Al Piccolo per la Giornata della Memoria e dal 28 gennaio al 2 febbraio al Teatro della Cooperativa lo spettacolo sulla Risiera di San Sabba, vicino a Trieste, dove vennero internati migliaia di italiani

Ufficio stampa

La Risiera di San Sabba a Trieste è stato l'unico lager nazista in Italia munito di forno crematorio (ci furono da tremila a cinquemila vittime). In occasione del Giorno della Memoria, il 27 gennaio, al Piccolo Teatro Grassi va in scena "I me ciamava per nome: 44.787 – Risiera di San Sabba", spettacolo firmato e diretto da Renato Sarti e nato dalle testimonianze raccolte da storici dell’IRSREC FVG (Istituto regionale per la storia della Resistenza e dell’Età contemporanea del Friuli Venezia Giulia). Lo spettacolo sarà poi in scena al Teatro della Cooperativa dal 28 gennaio al 2 febbraio.
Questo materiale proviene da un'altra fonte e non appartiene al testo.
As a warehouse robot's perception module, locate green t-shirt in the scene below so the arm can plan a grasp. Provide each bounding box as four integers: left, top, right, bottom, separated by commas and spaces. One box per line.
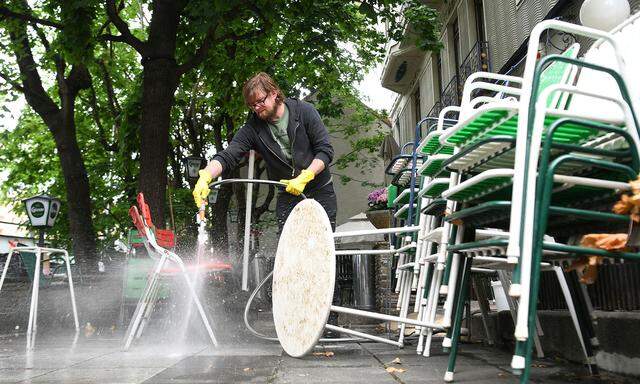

"Credo che ogni persona dovrebbe sapere e non dimenticare" afferma uno dei sopravvissuti. Come spiega il regista Renato Sarti: "Questa frase l’abbiamo fatta nostra nella speranza che, in nome dei valori che ispirarono la Resistenza e la lotta di Liberazione, la memoria storica di quel passato possa fare da argine, oggi, a nuovi e pericolosissimi fenomeni nazionalistici, razzisti, fascisti e xenofobi". 

 

Lo spettacolo è un esempio di “teatro-documento”, come recitava la motivazione del Premio Riccione per il Teatro 1995. Testimonianza, racconto, memoria e monito per il futuro. Nasce da una lettura scenica tenutasi nel 1995, con l’Alto Patronato del Presidente della Repubblica, all’interno della Risiera di San Sabba.

 

"Quando gli storici triestini Marco Coslovich e Silva Bon dell’Istituto per la Storia del Movimento di Liberazione nel Friuli-Venezia Giulia mi misero a disposizione le testimonianze dei sopravvissuti e le deposizioni dei carnefici (criminali nazisti responsabili fra l’altro dell’Aktion Reinhard, l’eliminazione di circa due milioni di ebrei in Polonia) mi sono immediatamente reso conto di avere fra le mani un patrimonio storico, sociale, politico e umano straordinario", racconta Sarti.